Regressions seem like the obvious way to detect anomalies to me since it should be 100% repeatable and make sense according to amount of heat being generated and removed , how to apply ML/AI to it I am not so sure
A good first step would be a scatterplots, time series plots and mark 1 eyeballs. It helps to understand the shape of the data before you start trying to fit models.
Right, make some scatter plots of bearing temp vs oil inlet temp and machine load, establish a fitted line, then can detect anomaly when new measurements vary from expected by more than some threshold.
Doesn’t seem that fancy, but better than waiting for a small problem to turn in to a larger problem.
I think it will also be useful in highlighting differences between identical machines, why does the one right beside the other run 5 degrees hotter on thrust bearing? etc
If you have any kind of functional physical model of part where and eventual failure, you have a huge head start.

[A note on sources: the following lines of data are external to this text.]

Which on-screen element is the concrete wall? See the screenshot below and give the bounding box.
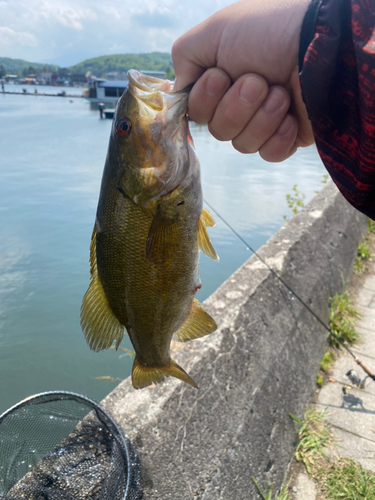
[103,184,367,500]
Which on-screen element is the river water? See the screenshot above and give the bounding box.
[0,85,325,413]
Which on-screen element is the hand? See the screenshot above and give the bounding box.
[172,0,314,161]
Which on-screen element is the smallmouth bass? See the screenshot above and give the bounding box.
[81,70,218,389]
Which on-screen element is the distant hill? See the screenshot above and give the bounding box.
[0,52,174,78]
[68,52,173,77]
[0,57,59,75]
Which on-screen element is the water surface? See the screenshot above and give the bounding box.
[0,85,325,413]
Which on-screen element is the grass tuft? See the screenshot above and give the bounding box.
[290,408,333,474]
[353,237,372,274]
[320,351,336,373]
[367,219,375,233]
[283,184,306,220]
[316,458,375,500]
[251,477,290,500]
[328,291,359,347]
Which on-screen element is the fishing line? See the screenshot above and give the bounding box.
[203,199,375,381]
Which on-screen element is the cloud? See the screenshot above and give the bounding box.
[35,0,97,30]
[0,26,38,47]
[132,12,180,29]
[0,0,233,64]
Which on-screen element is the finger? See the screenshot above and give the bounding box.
[208,73,268,141]
[259,115,298,162]
[232,85,290,153]
[172,18,225,90]
[188,68,231,124]
[290,67,315,148]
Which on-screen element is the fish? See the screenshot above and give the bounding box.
[80,70,219,389]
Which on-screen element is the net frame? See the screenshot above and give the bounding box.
[0,391,134,500]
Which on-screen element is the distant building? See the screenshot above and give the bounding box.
[69,73,87,85]
[140,69,165,78]
[105,71,128,82]
[37,71,57,85]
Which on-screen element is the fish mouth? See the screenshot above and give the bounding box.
[128,69,190,114]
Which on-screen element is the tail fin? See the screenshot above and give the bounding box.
[132,358,198,389]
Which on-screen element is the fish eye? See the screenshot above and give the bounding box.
[116,117,132,135]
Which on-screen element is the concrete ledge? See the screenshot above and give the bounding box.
[103,184,367,500]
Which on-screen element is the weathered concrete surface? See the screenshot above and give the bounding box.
[317,238,375,472]
[103,184,366,500]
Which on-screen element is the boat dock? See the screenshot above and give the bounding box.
[0,90,84,99]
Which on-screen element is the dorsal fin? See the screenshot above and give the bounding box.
[132,358,198,389]
[174,299,217,342]
[81,227,124,352]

That said, there can be a pretty big gap between detecting individual sensor anomalies (undergrad homework) and predicting component failure (build an entire business around it). I have never regretted starting a data project with a small, easy task, and ramping up from there. Whereas I have definitely regretted starting a data project with big goals and/or fancy techniques at the beginning. Set clear incremental goals, and use the early prototyping phases to explore the data and develop a good understanding for what might or might not be possible to accomplish with it.
Having worked in the same problem space, I can heavily recommend to get expert input when evaluating which features to use. Ideally, this is a person who knows the internals of the machinery and/or operations that can help you remove spurious features. As a Data Scientist, one sometimes tends to think that the data explains everything and no expert domain knowledge is needed ("Modern machine translation does work without any knowledge of grammar or language!"). Good luck!

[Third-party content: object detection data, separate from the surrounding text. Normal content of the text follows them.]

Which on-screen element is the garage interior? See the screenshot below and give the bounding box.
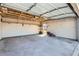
[0,3,79,56]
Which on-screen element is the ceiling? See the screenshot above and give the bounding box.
[1,3,76,19]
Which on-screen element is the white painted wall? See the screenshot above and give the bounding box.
[2,23,38,37]
[77,18,79,41]
[0,16,2,39]
[47,18,76,39]
[0,19,39,39]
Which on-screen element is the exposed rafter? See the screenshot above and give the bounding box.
[48,12,73,18]
[26,3,36,11]
[40,6,68,16]
[67,3,78,17]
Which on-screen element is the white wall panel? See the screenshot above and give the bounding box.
[0,16,2,39]
[48,18,76,39]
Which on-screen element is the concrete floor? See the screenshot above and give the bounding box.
[0,35,79,56]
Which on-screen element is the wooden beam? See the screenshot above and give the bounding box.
[26,3,36,12]
[67,3,78,17]
[40,6,68,16]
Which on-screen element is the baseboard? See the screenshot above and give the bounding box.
[56,36,78,41]
[0,33,38,41]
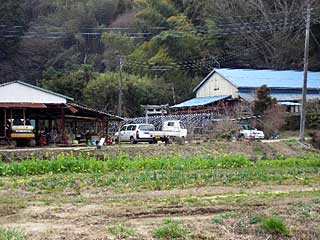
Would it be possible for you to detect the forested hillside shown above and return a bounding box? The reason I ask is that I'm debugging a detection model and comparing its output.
[0,0,320,116]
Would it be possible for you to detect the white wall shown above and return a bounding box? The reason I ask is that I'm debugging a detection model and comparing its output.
[197,73,238,98]
[0,83,67,104]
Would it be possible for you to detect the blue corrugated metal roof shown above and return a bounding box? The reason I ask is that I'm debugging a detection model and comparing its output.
[194,69,320,91]
[216,69,320,88]
[239,93,320,102]
[278,102,301,106]
[170,96,231,108]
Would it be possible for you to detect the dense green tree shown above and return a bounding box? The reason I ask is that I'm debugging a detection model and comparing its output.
[41,65,92,102]
[83,72,170,117]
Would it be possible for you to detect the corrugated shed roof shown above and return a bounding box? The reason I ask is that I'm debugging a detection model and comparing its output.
[0,81,74,101]
[239,93,320,102]
[194,69,320,91]
[170,96,231,108]
[279,102,301,106]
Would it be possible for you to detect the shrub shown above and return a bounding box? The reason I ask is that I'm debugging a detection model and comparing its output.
[154,219,190,239]
[311,131,320,149]
[108,225,136,239]
[0,227,25,240]
[212,212,237,224]
[250,216,289,235]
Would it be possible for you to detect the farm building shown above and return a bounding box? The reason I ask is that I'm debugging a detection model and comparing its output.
[0,81,122,145]
[172,69,320,112]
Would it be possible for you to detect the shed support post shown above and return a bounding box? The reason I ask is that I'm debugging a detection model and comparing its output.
[60,107,65,143]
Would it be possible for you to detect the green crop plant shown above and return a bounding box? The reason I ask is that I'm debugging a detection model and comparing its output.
[0,226,25,240]
[250,216,289,236]
[108,225,136,239]
[154,219,190,239]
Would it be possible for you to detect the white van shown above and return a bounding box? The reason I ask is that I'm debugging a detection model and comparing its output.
[115,124,155,144]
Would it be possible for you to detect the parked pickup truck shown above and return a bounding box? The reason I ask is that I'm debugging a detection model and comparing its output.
[240,125,265,139]
[150,120,188,143]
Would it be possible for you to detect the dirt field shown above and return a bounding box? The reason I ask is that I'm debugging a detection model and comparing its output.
[0,143,320,240]
[0,140,314,162]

You should look into using generalized additive models (GAMs). They are regression models that allow you to model nonlinear relationships, and even smooth nonlinear interactions between variables, while retaining the benefits of classical regression models like statistically valid confidence intervals and the ability to control for repeated measures. You can also explicitly model periodic behavior, like 24-hour or annual cycles in a predictor variable, and even account for auto-correlation explicitly.

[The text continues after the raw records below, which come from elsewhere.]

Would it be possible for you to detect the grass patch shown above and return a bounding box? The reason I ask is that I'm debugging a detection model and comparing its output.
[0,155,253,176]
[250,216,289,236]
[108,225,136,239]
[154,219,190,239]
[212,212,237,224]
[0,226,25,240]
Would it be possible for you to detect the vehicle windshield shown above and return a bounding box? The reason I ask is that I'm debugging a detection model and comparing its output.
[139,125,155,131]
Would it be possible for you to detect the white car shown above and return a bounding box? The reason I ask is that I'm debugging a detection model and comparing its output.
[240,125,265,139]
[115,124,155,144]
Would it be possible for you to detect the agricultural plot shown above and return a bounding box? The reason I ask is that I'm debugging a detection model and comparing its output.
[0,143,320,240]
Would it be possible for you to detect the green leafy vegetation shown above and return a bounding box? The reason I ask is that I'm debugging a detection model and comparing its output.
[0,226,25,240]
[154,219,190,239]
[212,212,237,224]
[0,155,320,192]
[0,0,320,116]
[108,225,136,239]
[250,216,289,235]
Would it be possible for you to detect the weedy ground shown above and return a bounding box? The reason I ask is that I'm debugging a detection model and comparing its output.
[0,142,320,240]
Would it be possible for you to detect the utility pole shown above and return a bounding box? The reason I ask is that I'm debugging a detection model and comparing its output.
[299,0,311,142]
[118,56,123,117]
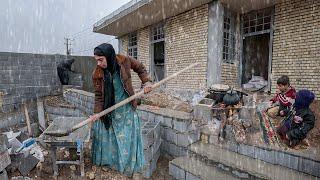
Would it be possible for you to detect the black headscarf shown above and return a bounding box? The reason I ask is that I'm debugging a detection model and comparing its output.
[94,43,119,129]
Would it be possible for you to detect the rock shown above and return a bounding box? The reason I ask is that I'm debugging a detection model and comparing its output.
[70,165,77,171]
[18,154,39,176]
[86,172,95,179]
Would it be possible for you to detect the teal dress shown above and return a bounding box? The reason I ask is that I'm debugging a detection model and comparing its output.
[92,72,144,176]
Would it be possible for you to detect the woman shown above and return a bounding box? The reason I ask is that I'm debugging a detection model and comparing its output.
[91,43,151,176]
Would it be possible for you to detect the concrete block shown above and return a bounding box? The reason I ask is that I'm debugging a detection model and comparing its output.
[177,132,200,147]
[140,111,149,121]
[167,142,188,157]
[142,129,154,149]
[161,117,172,128]
[209,135,219,144]
[194,98,214,122]
[299,157,320,177]
[172,119,191,133]
[169,163,186,180]
[254,147,275,164]
[186,172,201,180]
[275,151,299,170]
[0,134,9,153]
[232,170,249,179]
[0,151,11,171]
[164,128,178,144]
[155,115,164,123]
[0,169,9,180]
[18,155,39,176]
[238,144,255,158]
[148,112,156,122]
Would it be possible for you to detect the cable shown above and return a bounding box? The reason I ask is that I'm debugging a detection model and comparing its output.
[73,37,116,53]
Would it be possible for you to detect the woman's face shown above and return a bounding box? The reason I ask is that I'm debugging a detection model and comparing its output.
[94,55,108,69]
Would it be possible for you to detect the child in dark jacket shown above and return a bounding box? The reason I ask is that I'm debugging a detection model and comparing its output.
[268,75,296,118]
[278,90,315,147]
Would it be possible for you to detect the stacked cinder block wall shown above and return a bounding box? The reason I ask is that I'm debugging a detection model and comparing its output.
[272,0,320,99]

In your example, you could not only pinpoint departure from linearity, but you could get a 95% confidence interval for it.
The best implementation is mgcv in R; pyGAM in python is ok but lacks many of the more advanced features in mgcv. There's even a more ML-flavored implementation in mboost
This is a case where I have a hard time getting my head round how and why machine learning helps. What models are there available, and what training data do you use? Any background would be appreciated, I use ML for feature detection and image classification, but not yet for regressions.
I'm not a data scientist (my background is Engineering) I use Azure ML Studio. the regression feature uses an ensemble of different algorithms there is an explanation here.
Once the model has run it uses something called a mimic to generate model explainability, which lets you explore things like feature importance etc in the final model. As far as the user interface goes I mostly used SAS in the past and it feels quite similar.